Locotracteur Crochat n°11

Les roues

Les roues sont tirées d'une barre d'Arcap de 25 mm de diamètre (les roues finies feront 20,2mm), métal de la famille des maillechorts, caractérisé par une très grande aptitude au décolletage (et aussi une très grande résistance aux produits chimiques, mais cela nous intéresse beaucoup moins...). C'est un des métaux les plus agréables à travailler au tour, d'un couleur très proche de l'acier, moins jaune que le maillechort.

La première opération consiste à tirer des rondelles de cette barre. Ceci pourrait être fait par tronçonnage, mais, malheureusement, mon tour n'accepte que les barres d'un diamètre inférieur à 20 mm au travers de la poupée fixe. Il m'a donc fallu tirer ces rondelles, d'une épaisseur d'environ 5 mm, à la scie à main, ce qui n'est pas difficile, mais seulement long et fatiguant !
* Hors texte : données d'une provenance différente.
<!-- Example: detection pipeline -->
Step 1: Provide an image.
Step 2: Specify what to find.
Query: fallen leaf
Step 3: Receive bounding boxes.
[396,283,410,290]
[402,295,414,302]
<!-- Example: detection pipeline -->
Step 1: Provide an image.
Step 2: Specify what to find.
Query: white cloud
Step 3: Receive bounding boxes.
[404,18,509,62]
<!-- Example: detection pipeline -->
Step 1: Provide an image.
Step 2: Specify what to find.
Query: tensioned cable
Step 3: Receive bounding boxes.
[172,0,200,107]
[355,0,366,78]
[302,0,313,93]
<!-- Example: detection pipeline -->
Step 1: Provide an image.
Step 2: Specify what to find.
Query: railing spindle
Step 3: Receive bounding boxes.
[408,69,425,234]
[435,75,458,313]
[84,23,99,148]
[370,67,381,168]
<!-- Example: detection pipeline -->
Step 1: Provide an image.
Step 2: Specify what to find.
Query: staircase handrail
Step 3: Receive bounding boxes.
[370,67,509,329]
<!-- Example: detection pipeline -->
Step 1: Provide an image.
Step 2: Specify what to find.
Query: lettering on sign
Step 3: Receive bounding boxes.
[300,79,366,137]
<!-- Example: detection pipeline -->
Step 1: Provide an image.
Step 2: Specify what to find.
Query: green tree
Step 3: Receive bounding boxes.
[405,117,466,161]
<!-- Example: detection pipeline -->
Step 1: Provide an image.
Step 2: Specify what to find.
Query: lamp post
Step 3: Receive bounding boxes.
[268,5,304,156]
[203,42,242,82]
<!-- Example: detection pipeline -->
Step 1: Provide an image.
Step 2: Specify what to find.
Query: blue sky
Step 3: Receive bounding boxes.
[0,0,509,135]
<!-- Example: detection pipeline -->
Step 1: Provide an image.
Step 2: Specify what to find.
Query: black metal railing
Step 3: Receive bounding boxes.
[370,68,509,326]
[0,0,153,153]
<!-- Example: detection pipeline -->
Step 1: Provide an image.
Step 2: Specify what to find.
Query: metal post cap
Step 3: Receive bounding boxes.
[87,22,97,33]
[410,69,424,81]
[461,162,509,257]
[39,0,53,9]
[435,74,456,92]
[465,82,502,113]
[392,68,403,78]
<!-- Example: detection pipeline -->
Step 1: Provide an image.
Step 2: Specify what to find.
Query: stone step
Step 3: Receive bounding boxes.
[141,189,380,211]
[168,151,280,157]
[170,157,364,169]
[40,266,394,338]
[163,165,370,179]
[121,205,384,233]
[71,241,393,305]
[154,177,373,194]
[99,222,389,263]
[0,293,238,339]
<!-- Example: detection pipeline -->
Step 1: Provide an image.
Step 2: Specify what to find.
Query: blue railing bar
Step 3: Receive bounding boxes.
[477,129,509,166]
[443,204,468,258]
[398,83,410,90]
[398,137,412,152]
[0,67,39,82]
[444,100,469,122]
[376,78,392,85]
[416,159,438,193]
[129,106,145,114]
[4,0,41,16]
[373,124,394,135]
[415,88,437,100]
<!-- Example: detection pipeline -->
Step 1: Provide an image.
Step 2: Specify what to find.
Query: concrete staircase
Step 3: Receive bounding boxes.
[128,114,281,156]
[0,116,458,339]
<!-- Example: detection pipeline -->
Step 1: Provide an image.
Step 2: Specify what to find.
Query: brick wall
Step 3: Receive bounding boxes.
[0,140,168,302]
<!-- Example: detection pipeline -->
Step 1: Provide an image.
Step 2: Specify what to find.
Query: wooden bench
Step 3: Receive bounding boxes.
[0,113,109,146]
Ces rondelles brutes prises en mors doux, on dresse une première face sur chacune des rondelles. Puis, après avoir soigneusement dressé la face d'appui des mors doux, on dresse la seconde face d'une roue et on l'amène à l'épaisseur finale (3,1 mm dans notre cas).

Surtout sans démonter cette première roue, on fait à avant-trou au foret à centrer,

puis on perce à 3 mm,

avant d'aléser à 3,2 mm,

Pour finir on fait un léger chanfrein destiné à faciliter la mise en place de la bague d'isolement.

On obtient ainsi une face de référence et un alésage parfaitement perpendiculaires. On marque cette face.

Après avoir refait ces opérations pour les autres rondelles, on obtient les ébauches des roues.

Il nous faut maintenant réaliser un mandrin de reprise. Celui-ci a été réalisé en dural car c'est ce que j'avais sous la main, mais tout autre métal (laiton ou acier) convient. Ce mandrin doit être usiné sur place et ne plus jamais être démonté avant la fin des opérations si on tient à avoir des roues qui tournent parfaitement rond.

La réalisation du téton et le dressage de la face doivent être soigneusement réalisés. Le diamètre du téton doit permettre de rentrer l'ébauche mais sans aucun jeux. Il faut avoir la main légère et travailler au 1/100 de mm, voire moins ! Cela est parfaitement réalisable même avec un petit tour (je le faisais dans le temps sur mon vieil Unimat) à la condition d'avoir des outils parfaitement affutés.

Un filetage M2 permettra de fixer l'ébauche sur le mandrin de reprise avec une vis BTR et une rondelle de laiton pour ne pas marquer l'ébauche.

On charriote au diamètre total extérieur + 0,1 mm puis on dresse la face avant.

Après avoir ainsi traité toute les roues, il faut maintenant orienter le charriot porte outil d'un angle de 1/20 (environ 3°) pour usiner le bandage.

Cet usinage est réalisé avec un outil dont on aura ménagé un rayon de l'arête tranchante de 0,3 mm. Ou à peu près : cela s'effectue en comparant à la loupe le rayon de courbure avec la queue d'un foret de 6/10. Avec des outils en acier ceci peut être fait à la pierre à huile ; dans mon cas, le carbure impose d'employer une pierre diamantée.

A gauche, le bord de coupe sera positionné pour obtenir l'ange de 20° au niveau du boudin.

On notera soigneusement la position des différents verniers lors du charriotage du premier bandage pour garantir que toutes les roues soient strictement identiques.

On rectifie à la lime tenue à la main le haut du boudin de façon à obtenir le rayon de raccordement de 0,25 mm. La valeur de ce rayon n'est pas critique (évaluation à la loupe), mais ce sont ces courbures qui permettront à la roue de passer partout sans problème sans accrocher sur une pointe de cœur ou une éclisse. On vérifie également la valeur du diamètre total pour lequel on avait prévu 1/10 de rab en raison de cet usinage à la lime. Éventuellement, un petit passage de papier à polir s'il y a quelques bavures.

Après avoir redressé le charriot porte outil (c'est presque l'opération la plus longue de l'ensemble !) Il ne reste plus qu'à réaliser le voile de roue avec un outil de forme à bout circulaire.

Cette opération peut être réalisée avec la roue sur le mandrin. Mais les efforts demandés par l'outil de forme étant relativement important, j'ai préféré la faire en prenant la roue en mors doux après avoir encore une fois soigneusement usiné la face et l'alésage au diamètre de la roue de façon à être sûr que celle-ci tournera bien rond sans faux voile.

Le train de roue est maintenant terminé.